Two-Time Correlation Functions in Dissipative and Interacting Bose–Hubbard Chains
Round 1
Reviewer 1 Report
I think this is a good paper. It extends the BBR method to the approximate calculation of two-time correlation functions in non-stationary states, which are important in many physical studies. I found it interesting that the quantum regression theorem has been adapted for systems with nonlinear equations of motion. To illustrate their method, the authors have chosen what is now a fairly standard Bose-Hubbard trimer with dissipation. This is a worthwhile example.
One minor point is that Gaussian should be capitalised.
I found little technically wrong with this paper apart from the statement immediately after Eq. 17 that the creation operator has zero expectation value. This is entirely state dependent and may be true in the long time limit of a system with defusing phase, but is certainly not true of coherent states.
There are, of course, other methods of calculating these two-time correlation functions, using stochastic integration in either the approximate truncated Wigner or the exact positive-P representations. For completeness, the authors might like to mention some of these, although this is completely up to them.
The single-time SPDM has been calculated for similar systems in PRA 84 043636 (2011) and Eur. Phys. J. D 71 18 (2017). While it is possible to calculate a two-time SPDM in the truncated Wigner, it does become difficult. Interestingly enough, one of the quantities necessary to do this is exactly the two-time commutator of Heisenberg operators that the authors use, see PRA 80 033624 (2009).

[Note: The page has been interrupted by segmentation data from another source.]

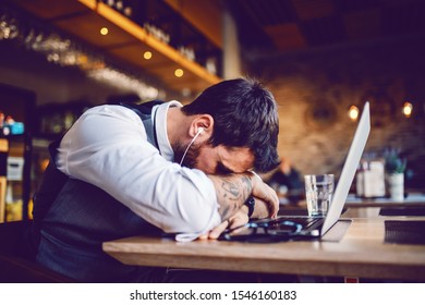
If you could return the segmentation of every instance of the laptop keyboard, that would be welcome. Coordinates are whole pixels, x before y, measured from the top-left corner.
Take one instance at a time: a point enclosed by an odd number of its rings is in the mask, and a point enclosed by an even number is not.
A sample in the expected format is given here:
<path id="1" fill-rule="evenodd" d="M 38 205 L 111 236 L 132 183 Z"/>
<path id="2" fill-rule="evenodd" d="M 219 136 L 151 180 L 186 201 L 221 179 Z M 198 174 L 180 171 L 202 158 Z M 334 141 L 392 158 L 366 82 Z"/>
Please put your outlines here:
<path id="1" fill-rule="evenodd" d="M 281 217 L 281 219 L 300 223 L 301 225 L 303 225 L 304 230 L 315 225 L 318 222 L 323 222 L 324 221 L 324 218 L 321 218 L 321 217 L 296 217 L 296 216 L 291 216 L 291 217 Z"/>

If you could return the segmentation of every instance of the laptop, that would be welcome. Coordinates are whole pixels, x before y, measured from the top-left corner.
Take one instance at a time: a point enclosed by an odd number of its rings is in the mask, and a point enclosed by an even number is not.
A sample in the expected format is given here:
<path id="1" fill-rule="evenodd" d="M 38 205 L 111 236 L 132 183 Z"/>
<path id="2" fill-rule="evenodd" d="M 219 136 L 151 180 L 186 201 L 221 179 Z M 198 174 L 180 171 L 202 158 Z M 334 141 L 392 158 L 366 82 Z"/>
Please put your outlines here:
<path id="1" fill-rule="evenodd" d="M 279 216 L 277 219 L 252 221 L 244 227 L 254 229 L 267 228 L 269 233 L 271 232 L 271 234 L 276 234 L 278 237 L 279 232 L 286 232 L 286 234 L 281 235 L 287 236 L 323 236 L 335 223 L 337 223 L 341 216 L 369 133 L 371 111 L 369 102 L 366 101 L 326 217 Z M 243 228 L 233 231 L 240 232 L 243 231 Z M 232 234 L 232 230 L 224 232 L 222 239 L 238 240 Z"/>

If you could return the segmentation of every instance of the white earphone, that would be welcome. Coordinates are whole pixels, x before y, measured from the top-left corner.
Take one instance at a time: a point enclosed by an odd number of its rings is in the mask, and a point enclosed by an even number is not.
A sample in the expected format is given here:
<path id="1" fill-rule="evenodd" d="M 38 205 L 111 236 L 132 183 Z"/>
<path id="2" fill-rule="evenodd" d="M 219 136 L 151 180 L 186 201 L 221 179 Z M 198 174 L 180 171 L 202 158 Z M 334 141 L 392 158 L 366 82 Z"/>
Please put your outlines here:
<path id="1" fill-rule="evenodd" d="M 182 157 L 182 159 L 180 160 L 180 166 L 183 163 L 184 157 L 186 157 L 189 147 L 192 146 L 192 144 L 195 142 L 195 139 L 196 139 L 196 138 L 199 136 L 199 134 L 202 134 L 204 131 L 205 131 L 204 127 L 198 127 L 198 129 L 197 129 L 197 132 L 196 132 L 195 136 L 192 138 L 191 143 L 187 145 L 186 150 L 184 150 L 183 157 Z"/>

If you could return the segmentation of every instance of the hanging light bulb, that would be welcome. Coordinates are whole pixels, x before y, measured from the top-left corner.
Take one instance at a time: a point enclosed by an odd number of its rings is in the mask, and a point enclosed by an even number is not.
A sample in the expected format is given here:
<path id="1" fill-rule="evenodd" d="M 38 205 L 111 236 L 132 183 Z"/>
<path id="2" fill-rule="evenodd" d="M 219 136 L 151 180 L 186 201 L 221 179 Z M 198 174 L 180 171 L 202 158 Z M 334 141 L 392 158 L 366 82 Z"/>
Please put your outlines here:
<path id="1" fill-rule="evenodd" d="M 405 101 L 403 103 L 403 114 L 405 118 L 410 118 L 412 115 L 412 112 L 413 112 L 413 105 L 409 101 Z"/>
<path id="2" fill-rule="evenodd" d="M 359 107 L 352 105 L 349 109 L 349 118 L 351 121 L 356 121 L 359 118 Z"/>
<path id="3" fill-rule="evenodd" d="M 175 71 L 174 71 L 175 77 L 182 77 L 183 74 L 184 74 L 183 69 L 175 69 Z"/>

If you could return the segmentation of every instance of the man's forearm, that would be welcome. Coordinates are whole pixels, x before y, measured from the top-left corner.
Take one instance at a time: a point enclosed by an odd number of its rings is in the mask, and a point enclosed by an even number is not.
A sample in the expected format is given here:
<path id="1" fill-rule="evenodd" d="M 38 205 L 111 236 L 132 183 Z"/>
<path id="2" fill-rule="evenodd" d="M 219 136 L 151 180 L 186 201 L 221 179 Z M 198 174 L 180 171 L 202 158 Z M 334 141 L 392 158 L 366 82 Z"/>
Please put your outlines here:
<path id="1" fill-rule="evenodd" d="M 243 206 L 251 195 L 253 188 L 251 176 L 250 174 L 228 174 L 208 178 L 216 188 L 221 220 L 227 220 Z"/>

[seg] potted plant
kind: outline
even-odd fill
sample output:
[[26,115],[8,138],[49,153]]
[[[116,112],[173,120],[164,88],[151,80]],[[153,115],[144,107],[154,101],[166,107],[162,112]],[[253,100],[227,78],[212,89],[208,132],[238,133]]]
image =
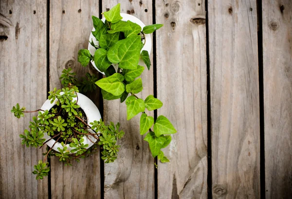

Normally-ordered two-time correlation functions are calculated naturally in the Glauber-Sudarshan and positive-P representations, although the solving of these can present difficulties. PRA 95 0637 (2017) used this ability to calculate output spectra from damped BH wells. The averaged solutions from stochastic integration were taken to enable the system to be represented as an Ornstein-Uhlenbeck process, from which the spectra are calculated algebraically.
I would like to wish the editors and authors Merry Christmas and Buon Natale.
Author Response
We thank the Referees for their very positive evaluation of our work. All changes are marked in red in the new manuscript.
Reply to Reviewer 1:
"Gaussian" has been capitalized now. The statement about the average value of the annihilation operator has been clarified into the new text after Eq. (17). All mentioned references are cited in the Introduction as alternative (approximative) methods for treating longer chains, see our second paragraph there.
Reviewer 2 Report
This paper has derived a two-point correlation function of annihilation and creation operators for the Bose-Hubbart model with linear dissipation in the mean field approximation. In this work, the Markovian time evolution is assumed for the system and so the dissipation is described by the phenomenological quantum master equation of the Lindblad form. First using the master equation, the authors have derived the equation of motion for the two-point correlation function of annihilation and creation operator, which is not a closed form. To obtain the closed set of equations, they have applied the mean field approximation. Then the resulting equations of motion are solved numerically. The authors have discussed the physical meaning of the results. Furthermore they have briefly considered the time evolution of the two-point correlation function beyond the mean field approximation. I think that the results obtained in the present manuscript are sound and interesting. Therefore I would recommend the publication in Condensed Matter. Before publication, however, it would be better for the authors to explain the reason why the Lindblad operator is given by $L_{j}=a_{j}$. In general, considering an interaction system (the Bose-Hubbart model in this manuscript), one needs to find eigenvalues and eigenvectors of the system Hamiltonian to find the Lindblad operator (see Chapter 3 in Ref.[13]).
Author Response
We thank the Referees for their very positive evaluation of our work. All changes are marked in red in the new manuscript.
Reply to Reviewer 2:
The exact form of the Lindblad operator in the dissipative part of the master equation is irrelevant for the purpose of our new method which access two-time correlators. Nevertheless, we chose a specific example in order to simplify the presentation and the form of equations. Our choice is motivated by a series of previous papers and experiments using exactly such an heuristic single-particle decay process. Formally, we agree with the Referee that the Kraus operators appearing in the master equation are typically evaluated as matrix elements in the eigenbasis of the environment and the system up to some unitary transformation, and therefore, as soon as the state of the system deviates from a coherent state, it will not be an eigenstate of the annihilation operators chosen as Lindblad operator in this work. Single-body decay obviously is well defined only in the non-interacting limit of the Bose-Hubbard model, as its name already implies. Nevertheless, it realistically models a decay in this latter and also in the mean-field limit (within the so-called non-hermitian Gross-Pitaevskii equation). Since here we also work on extensions of the mean-field limit we should be on the safe side. More information on this type of single-particle decay is found in our references, in particular in the further papers cited in our ref. [7], in the experimental papers [1-6, 23] and the review [24], in the new numbering. We refer to them in the first paragraph of the Introduction and/or in the now extended paragraph after Eq. (3).